Computer World –
Fearful of cable networks becoming information service monopolies as they are today for television programming, four key public advocacy groups yesterday asked the Federal Communications Commission (FCC) to hold a meeting to discuss their requests for regulation of the burgeoning industry.
In this latest attempt to spur FCC action, the groups cited the availability of technology from multiple vendors that could let cable operators give users of their own Internet access services and Web sites better performance than, or restrict access to, those of rivals. The Consumer Federation of America, the Center for Media Education, the Media Access Project and Consumer Union jointly signed the letter to the FCC.
The groups said recent literature from Cisco Systems Inc. allegedly explains how cable operators can use the technology to get a leg up over rivals. Cisco, though, would only say that its white paper explains that the technology enables all service providers "to manage the flow and content of information over the network as deemed appropriate," company spokesman Tom Galvin said. "Cisco doesn't believe in the restriction of content access."

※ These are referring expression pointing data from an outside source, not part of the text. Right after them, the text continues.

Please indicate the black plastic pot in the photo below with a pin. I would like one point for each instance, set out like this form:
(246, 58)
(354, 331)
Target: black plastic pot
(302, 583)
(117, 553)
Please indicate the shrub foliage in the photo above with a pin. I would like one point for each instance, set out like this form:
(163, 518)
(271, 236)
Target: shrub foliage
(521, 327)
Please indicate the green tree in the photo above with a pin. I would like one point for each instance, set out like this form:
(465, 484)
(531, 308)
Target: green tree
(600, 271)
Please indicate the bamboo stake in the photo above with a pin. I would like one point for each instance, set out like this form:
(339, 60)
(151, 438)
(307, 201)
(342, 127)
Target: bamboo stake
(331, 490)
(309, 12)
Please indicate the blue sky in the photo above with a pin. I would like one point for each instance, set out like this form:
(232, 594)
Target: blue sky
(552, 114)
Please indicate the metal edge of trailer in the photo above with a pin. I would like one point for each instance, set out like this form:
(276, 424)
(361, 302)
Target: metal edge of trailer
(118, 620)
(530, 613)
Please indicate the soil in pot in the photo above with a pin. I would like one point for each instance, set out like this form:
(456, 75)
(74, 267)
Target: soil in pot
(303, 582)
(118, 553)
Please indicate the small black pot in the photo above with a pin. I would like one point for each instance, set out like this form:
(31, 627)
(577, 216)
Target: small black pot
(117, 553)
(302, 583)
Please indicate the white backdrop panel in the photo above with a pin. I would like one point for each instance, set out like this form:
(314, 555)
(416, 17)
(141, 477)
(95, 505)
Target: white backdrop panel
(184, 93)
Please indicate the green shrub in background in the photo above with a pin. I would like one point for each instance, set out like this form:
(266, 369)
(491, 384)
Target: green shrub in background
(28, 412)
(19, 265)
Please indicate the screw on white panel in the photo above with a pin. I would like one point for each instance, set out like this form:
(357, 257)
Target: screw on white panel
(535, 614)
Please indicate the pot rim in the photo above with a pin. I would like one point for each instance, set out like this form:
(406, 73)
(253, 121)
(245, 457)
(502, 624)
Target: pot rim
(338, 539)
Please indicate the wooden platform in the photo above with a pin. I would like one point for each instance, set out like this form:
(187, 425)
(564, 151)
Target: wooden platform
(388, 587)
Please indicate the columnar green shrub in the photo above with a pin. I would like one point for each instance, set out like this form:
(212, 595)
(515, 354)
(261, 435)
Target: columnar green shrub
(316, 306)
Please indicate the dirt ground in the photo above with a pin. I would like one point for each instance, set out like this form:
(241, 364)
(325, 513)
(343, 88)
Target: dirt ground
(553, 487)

At issue: More cable operators want to provide Internet access and other communications and content services over their sprawling networks, pitting them against traditional Internet service providers. Realizing the competitive threat from cable networks, which service tens of millions of households, traditional service providers want access to the cable networks, which has been granted in only a few cities.
The concern about the use of performance prioritizing and restricting technology is that even if traditional Internet service providers are somehow granted access to cable networks, operators will retain a big leg up.
"There [are] no rules, so a cable operator could use the technology to make performance of their access service, content services and Web sites better for consumers than for competing services by controlling bandwidth," said Daniel Briere, president of TeleChoice Inc., a Boston consultancy. "Would any cable operator actually do this? I really doubt it, because if they were caught, there would be a huge public uproar."
Nonetheless, the cable industry does need some sort of legislation, Briere added. "And it's unfair to single out Cisco in this case, as many other equipment vendors offer this technology," he said.